Not really directly Revit related, but I wanted to make this public service blog post.

Never Throw These 5 Items in the Trash

Read these tips for items that must be recycled.

By Sara Novak Columbia, SC, USA | Fri Apr 24 10:30:00 EDT 2009
toxic trash photo

Unless you've been sleeping under a rock for the past 20 years you know the importance of recycling. Now more than ever our landfills are filling to the brim and running out of room when nearly 70 percent of what we would consider trash can be recycled. But there are some items that because of their toxic nature should never be thrown in the trash according to Eco Village Green. Read this list of items that for the good of our ecosystem must by properly recycled.

  1. CFL light bulbs. Yes the rumors are true. CFL bulbs do have some mercury and while I think it's important to use them versus regular bulbs, when it comes to disposing of them, you should recycle. Home Depot has a CFL recycling program so you can just bring your old CFL bulbs to your local store. Of course, since they last so long, you won't have to do this very often.

  2. Lithium-ion batteries. These are not your traditional batteries but rather the rechargeable variety. The chemicals in them can leech into the soil and the water supply polluting the ecosystem. Take these to Best Buy, which collects and recycles them.

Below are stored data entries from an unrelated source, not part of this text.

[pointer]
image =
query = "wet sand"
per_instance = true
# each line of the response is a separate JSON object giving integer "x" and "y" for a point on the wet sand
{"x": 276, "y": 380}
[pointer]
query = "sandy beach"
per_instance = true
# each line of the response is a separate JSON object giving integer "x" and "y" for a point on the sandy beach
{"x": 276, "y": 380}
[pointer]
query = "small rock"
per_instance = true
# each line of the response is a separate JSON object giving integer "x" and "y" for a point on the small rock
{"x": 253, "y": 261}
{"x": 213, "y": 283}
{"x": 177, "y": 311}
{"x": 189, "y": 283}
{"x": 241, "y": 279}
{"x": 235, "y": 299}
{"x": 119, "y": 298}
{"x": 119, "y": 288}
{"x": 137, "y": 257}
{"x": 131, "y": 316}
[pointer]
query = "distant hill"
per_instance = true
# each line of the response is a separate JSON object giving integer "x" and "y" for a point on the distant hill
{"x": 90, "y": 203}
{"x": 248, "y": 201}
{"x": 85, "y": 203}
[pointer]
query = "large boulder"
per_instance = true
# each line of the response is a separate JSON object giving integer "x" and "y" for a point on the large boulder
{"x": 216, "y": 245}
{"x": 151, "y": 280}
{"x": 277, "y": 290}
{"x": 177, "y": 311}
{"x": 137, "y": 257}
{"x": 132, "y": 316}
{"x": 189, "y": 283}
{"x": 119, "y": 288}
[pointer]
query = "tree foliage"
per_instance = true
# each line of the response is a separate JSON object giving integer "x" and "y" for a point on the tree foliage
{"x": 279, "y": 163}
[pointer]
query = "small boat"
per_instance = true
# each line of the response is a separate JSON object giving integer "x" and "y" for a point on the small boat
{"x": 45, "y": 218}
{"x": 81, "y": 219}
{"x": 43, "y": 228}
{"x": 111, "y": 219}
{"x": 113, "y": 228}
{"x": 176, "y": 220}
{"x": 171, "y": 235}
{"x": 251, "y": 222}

  3. Electronics equipment. These guys are often filled to the brim with poisonous substances. These include TV’s, stereos, speakers, and mobile phones. Check Earth 911 to find out where they can be recycled. Mobile phones can often be taken back by your cell phone dealer.

  4. Car-related fluids. Things like antifreeze, wiper fluid, engine oil, or anything that comes from your car is usually terribly toxic as you might imagine. You can recycle these normally at your local government hazardous waste collection point.

  5. Paints. This includes varnishes, stains, and paints. All of these should go to your local government's designated hazardous materials collection point. Today, though you don't have chunks of glass floating in your can of semi-gloss Rustic Red, there are some things you should be aware of before you toss it to the curb. In fact, it is against the law in most places to put free-flowing liquids (such as paint) in the trash.